Antibodi Poliklonal Kelinci eIF4A1
WB | 1:500 - 1:2000 |
JIKA/ICC | 1:50 - 1:200 |
IP | 1:20 - 1:50 |
Deskripsi | Antibodi poliklonal kelinci terhadap eIF4A1 |
Kekhususan | Mengenali tingkat protein eIF4A1 endogen. |
Tipe Antibodi | Antibodi primer |
Imunogen | Protein fusi rekombinan eIF4A1 manusia |
Pemurnian | Antibodi dimurnikan dengan kromatografi afinitas imunogen. |
Berat Molekul | Prediksi: 46 kD; Teramati : 46 kD |
Formulir/Penyangga | Cairan dalam 0,42% Kalium fosfat, 0,87% Natrium klorida, pH 7,3, 30% gliserol, dan 0,01% natrium azida. |
Nama Alternatif | DDX2A; EIF4A; Faktor inisiasi eukariotik 4A-I; eIF-4A-I; eIF4A-Saya; ATP-RNA helikase bergantung eIF4A-1 |
Simbol Gen | EIF4A1 |
Entrez Gene | 1973(Manusia); 13681 (Tikus) |
SwissProt | P60842(Manusia); P60843(Tikus) |
*Nomor Klon, Reaktivitas, Sumber/Host, dan Klonalitas dapat ditemukan di bagian nama produk dan Fitur Utama di atas.

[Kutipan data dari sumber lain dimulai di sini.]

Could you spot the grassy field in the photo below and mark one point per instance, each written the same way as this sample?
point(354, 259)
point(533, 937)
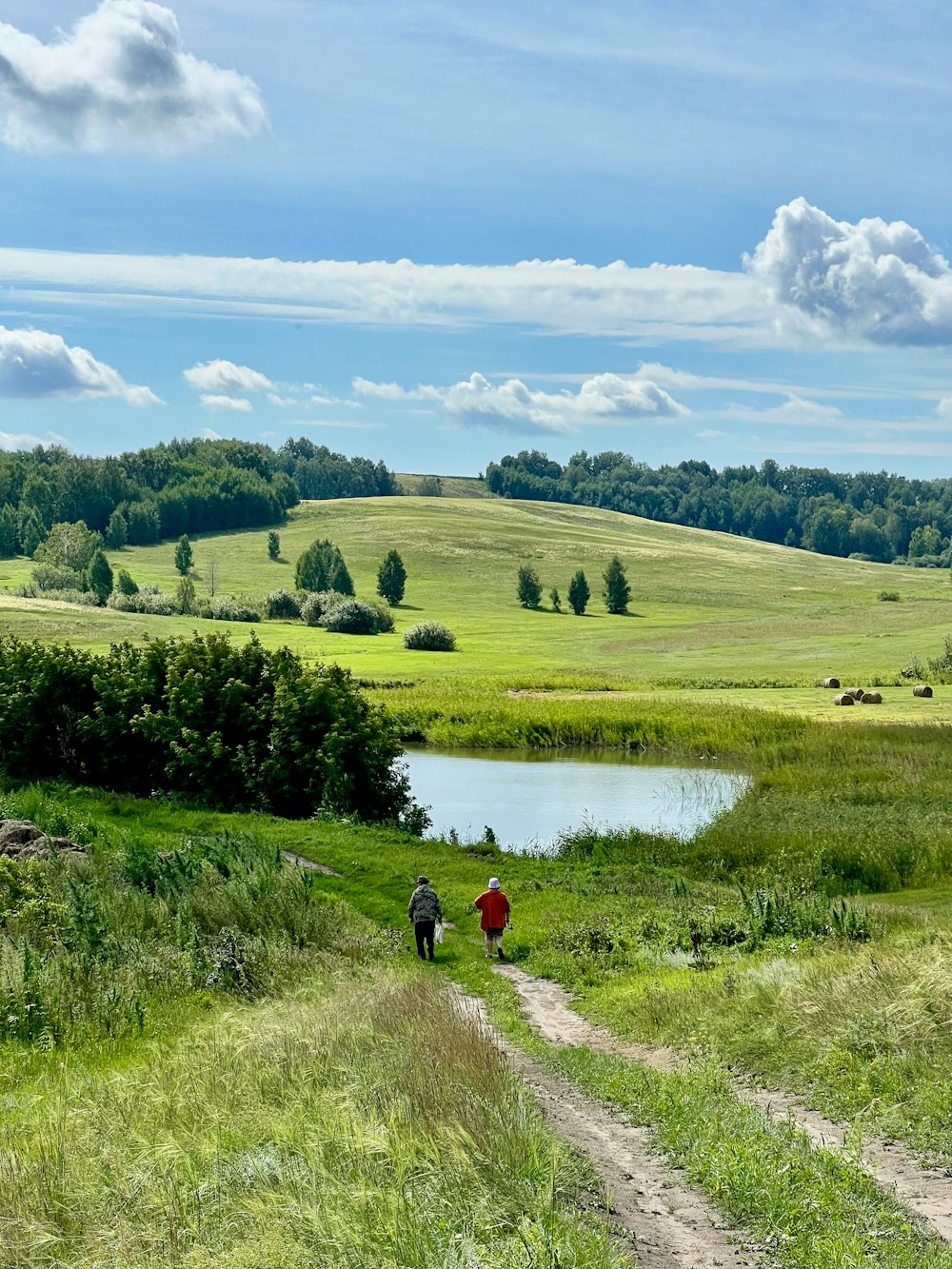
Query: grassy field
point(707, 609)
point(305, 1122)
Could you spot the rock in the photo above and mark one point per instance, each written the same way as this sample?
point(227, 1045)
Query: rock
point(22, 839)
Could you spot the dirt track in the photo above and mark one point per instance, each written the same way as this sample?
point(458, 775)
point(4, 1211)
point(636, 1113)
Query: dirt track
point(673, 1226)
point(927, 1192)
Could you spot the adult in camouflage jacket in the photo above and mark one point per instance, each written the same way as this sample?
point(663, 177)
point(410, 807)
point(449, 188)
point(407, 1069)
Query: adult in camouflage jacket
point(425, 911)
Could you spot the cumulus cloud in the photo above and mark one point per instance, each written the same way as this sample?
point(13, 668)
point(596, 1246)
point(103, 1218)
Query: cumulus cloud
point(512, 406)
point(227, 378)
point(220, 404)
point(118, 77)
point(34, 363)
point(872, 281)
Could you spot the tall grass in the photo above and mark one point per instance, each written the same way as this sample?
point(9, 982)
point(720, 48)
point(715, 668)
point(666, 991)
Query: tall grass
point(90, 944)
point(345, 1126)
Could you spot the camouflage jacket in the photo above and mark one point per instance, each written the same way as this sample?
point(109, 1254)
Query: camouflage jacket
point(425, 905)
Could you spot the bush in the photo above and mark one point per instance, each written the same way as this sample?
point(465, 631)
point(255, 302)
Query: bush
point(148, 599)
point(314, 606)
point(56, 576)
point(228, 608)
point(353, 617)
point(282, 605)
point(429, 637)
point(68, 595)
point(528, 586)
point(234, 727)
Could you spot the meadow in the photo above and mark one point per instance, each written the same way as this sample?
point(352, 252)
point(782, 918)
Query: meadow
point(238, 1048)
point(707, 609)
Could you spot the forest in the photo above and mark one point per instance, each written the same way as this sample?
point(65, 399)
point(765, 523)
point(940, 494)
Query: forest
point(868, 515)
point(181, 486)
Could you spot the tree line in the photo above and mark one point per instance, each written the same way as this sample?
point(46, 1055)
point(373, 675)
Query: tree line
point(234, 727)
point(868, 515)
point(175, 487)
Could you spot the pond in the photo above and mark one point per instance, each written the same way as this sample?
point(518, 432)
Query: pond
point(528, 797)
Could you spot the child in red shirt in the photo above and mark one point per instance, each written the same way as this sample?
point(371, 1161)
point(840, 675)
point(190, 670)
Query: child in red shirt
point(495, 910)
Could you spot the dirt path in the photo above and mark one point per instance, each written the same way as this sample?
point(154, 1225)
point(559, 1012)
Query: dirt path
point(311, 864)
point(674, 1227)
point(927, 1192)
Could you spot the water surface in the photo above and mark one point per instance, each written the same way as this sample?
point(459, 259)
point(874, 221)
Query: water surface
point(528, 797)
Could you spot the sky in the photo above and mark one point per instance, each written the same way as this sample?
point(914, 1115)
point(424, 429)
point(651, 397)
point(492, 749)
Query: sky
point(436, 232)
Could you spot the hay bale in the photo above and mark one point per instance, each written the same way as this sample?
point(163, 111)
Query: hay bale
point(22, 839)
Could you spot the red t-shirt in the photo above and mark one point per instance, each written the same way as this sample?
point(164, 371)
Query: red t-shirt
point(495, 907)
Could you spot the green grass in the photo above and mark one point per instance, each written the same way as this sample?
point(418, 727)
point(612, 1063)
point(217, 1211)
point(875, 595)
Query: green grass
point(706, 606)
point(308, 1131)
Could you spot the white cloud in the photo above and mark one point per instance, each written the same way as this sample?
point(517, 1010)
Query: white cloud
point(34, 363)
point(871, 281)
point(394, 391)
point(227, 378)
point(118, 77)
point(555, 296)
point(512, 406)
point(792, 410)
point(811, 278)
point(219, 404)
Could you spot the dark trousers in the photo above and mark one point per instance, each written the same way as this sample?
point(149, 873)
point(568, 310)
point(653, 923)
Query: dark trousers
point(425, 932)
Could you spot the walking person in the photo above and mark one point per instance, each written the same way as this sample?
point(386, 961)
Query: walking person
point(495, 910)
point(425, 911)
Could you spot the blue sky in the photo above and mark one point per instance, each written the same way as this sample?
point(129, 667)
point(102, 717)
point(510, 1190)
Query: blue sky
point(436, 231)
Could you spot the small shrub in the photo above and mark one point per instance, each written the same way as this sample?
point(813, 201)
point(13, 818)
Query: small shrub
point(429, 637)
point(528, 586)
point(70, 597)
point(55, 576)
point(352, 617)
point(148, 599)
point(315, 605)
point(228, 608)
point(282, 605)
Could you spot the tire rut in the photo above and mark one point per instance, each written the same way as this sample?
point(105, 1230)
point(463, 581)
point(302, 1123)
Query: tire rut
point(924, 1191)
point(673, 1226)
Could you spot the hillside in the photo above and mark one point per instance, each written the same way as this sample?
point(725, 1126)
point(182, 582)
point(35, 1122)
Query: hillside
point(706, 606)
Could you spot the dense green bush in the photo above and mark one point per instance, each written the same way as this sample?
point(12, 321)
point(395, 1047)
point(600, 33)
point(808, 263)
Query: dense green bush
point(353, 617)
point(228, 608)
point(284, 605)
point(56, 576)
point(147, 599)
point(429, 637)
point(125, 584)
point(315, 605)
point(231, 727)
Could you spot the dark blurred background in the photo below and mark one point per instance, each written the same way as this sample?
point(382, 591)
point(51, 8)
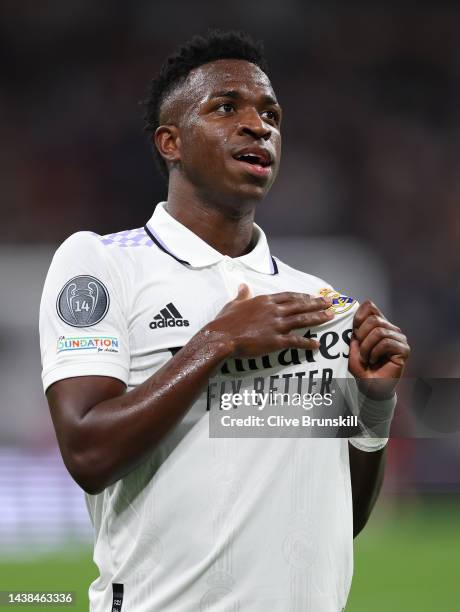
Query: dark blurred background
point(371, 153)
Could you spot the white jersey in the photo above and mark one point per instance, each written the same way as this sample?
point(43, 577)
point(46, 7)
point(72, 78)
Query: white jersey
point(218, 524)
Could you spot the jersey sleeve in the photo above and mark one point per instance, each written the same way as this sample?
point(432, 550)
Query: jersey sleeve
point(83, 321)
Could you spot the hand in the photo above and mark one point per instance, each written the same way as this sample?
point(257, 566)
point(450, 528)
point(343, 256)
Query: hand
point(256, 326)
point(378, 352)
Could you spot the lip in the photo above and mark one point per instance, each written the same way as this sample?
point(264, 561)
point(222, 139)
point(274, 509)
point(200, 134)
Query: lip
point(265, 155)
point(255, 169)
point(263, 169)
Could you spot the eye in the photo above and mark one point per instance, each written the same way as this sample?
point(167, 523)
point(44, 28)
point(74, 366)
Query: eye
point(271, 116)
point(226, 108)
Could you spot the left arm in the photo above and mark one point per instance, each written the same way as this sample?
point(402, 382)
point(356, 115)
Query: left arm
point(378, 354)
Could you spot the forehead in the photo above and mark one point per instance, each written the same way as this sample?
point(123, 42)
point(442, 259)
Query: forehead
point(227, 74)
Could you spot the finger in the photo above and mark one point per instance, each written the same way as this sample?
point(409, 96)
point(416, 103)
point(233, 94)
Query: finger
point(311, 319)
point(296, 341)
point(366, 309)
point(306, 304)
point(377, 335)
point(302, 298)
point(389, 348)
point(244, 293)
point(370, 323)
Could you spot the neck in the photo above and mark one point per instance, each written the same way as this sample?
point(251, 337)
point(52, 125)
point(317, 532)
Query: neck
point(227, 229)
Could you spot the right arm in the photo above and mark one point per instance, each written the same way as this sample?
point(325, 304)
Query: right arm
point(105, 433)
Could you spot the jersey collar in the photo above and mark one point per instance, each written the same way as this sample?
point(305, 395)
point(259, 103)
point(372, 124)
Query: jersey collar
point(189, 249)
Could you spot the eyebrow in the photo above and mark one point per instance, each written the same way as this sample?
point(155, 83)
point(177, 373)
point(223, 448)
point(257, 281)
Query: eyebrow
point(235, 95)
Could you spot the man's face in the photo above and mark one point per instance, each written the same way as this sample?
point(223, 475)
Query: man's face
point(229, 131)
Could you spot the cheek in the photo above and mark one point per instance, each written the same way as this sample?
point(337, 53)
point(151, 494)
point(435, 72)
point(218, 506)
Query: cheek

Analisis Western blot ekspresi eIF4A1 dalam lisat sel utuh Hela (A), Jurkat (B), NIH3T3 (C), PC12 (D), hati tikus (E). (Ukuran pita yang diprediksi: 46 kD; Ukuran pita yang diamati: 46 kD)

Analisis imunofluoresen pewarnaan eIF4A1 pada sel MCF7. Sel yang difiksasi formalin-dipermeabilisasi dengan 0,1% Triton X-100 dalam TBS selama 5-10 menit dan diblok dengan 3% BSA-PBS selama 30 menit pada suhu kamar. Sel diperiksa dengan antibodi primer dalam 3% BSA-PBS dan diinkubasi semalaman pada suhu 4 °C dalam ruang tersembunyi. Sel dicuci dengan PBST dan diinkubasi dengan antibodi sekunder terkonjugasi DyLight 594-(merah) dalam PBS pada suhu kamar dalam gelap.